Safety and handling reminders
- Wear splash goggles, gloves, and a lab coat when handling NaOH.
- Add base to water carefully when preparing solutions.
- Label all containers clearly with concentration and hazard information.
- Rinse spills according to your lab or workplace safety protocol.
- Never assume pH alone tells the full hazard profile of a solution.
Frequently asked questions
Is the pH of 0.1 M NaOH exactly 13?
The standard theoretical value at 25 C is 13.00. In real measurements, activity effects, dissolved carbon dioxide, electrode calibration, and temperature can make the observed pH differ slightly from the ideal textbook result.
Why does the calculator show almost the same answer in both modes for 0.1 M?
Because 0.1 M is far above the hydroxide concentration contributed by pure water. Water autoionization is too small to noticeably change the result, so the approximate and accurate models agree very closely.
Can pH go above 14?
Yes, under some concentration and activity conditions, measured or calculated pH values can fall outside the simple 0 to 14 teaching range. The familiar scale is a useful introductory framework, not a hard universal limit.
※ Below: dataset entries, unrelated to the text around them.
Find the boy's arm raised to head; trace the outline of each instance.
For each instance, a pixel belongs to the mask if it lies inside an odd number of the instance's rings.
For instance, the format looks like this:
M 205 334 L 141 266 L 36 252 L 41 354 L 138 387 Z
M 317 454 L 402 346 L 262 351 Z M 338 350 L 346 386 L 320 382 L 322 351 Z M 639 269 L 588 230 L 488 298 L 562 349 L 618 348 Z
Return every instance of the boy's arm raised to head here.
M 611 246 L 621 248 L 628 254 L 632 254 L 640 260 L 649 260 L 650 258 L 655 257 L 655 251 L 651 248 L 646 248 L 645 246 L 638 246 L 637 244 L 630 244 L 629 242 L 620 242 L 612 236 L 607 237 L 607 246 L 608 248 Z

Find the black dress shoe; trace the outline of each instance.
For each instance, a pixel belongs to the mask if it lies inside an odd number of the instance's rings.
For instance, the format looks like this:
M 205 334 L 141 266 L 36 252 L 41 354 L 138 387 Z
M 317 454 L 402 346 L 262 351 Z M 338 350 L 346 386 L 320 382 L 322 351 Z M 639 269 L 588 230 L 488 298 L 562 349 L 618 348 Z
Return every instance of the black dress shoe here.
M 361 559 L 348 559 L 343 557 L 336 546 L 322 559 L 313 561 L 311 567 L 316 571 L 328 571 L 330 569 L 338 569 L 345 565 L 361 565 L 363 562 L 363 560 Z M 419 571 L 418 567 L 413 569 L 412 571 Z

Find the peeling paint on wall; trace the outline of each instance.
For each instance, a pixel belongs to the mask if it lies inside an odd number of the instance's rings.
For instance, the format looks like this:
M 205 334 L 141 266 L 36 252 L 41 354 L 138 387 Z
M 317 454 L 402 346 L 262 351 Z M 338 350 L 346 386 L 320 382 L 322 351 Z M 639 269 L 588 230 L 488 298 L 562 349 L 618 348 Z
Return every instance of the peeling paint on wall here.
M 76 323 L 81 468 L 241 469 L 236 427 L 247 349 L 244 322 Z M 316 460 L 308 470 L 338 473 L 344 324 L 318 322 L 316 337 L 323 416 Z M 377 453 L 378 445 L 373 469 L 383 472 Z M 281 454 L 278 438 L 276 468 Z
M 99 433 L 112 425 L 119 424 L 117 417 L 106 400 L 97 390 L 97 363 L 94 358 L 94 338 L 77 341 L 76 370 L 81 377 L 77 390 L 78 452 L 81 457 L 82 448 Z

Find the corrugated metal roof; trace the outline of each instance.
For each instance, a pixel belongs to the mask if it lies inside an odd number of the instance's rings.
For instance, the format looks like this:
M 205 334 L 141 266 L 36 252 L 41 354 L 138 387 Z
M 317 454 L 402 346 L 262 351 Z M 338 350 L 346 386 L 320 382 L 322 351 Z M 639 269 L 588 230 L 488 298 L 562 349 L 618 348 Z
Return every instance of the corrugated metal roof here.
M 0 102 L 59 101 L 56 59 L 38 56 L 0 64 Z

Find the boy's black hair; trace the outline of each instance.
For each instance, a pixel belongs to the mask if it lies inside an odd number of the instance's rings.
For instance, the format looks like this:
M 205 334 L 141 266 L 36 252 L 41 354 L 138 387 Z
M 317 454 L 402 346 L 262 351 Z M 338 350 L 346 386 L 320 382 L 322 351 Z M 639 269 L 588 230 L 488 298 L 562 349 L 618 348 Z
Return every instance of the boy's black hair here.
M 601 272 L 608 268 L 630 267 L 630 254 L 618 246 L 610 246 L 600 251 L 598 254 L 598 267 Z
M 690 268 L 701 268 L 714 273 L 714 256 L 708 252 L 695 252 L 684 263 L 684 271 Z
What is the pOH of 0.1 M NaOH?
At 25 C, the pOH is 1.00. Since pH + pOH = 14.00 at that temperature, the pH is 13.00.
Bottom line
If your goal is to calculate pH of 0.1 M NaOH, the standard answer is straightforward: pH = 13.00 at 25 C. The calculator on this page gives you that answer instantly, explains the chemistry behind it, and adds a chart so you can visualize how pH changes as NaOH concentration changes. It also includes a more accurate mode for dilute solutions and optional temperature dependent pKw values for users who need a more advanced result.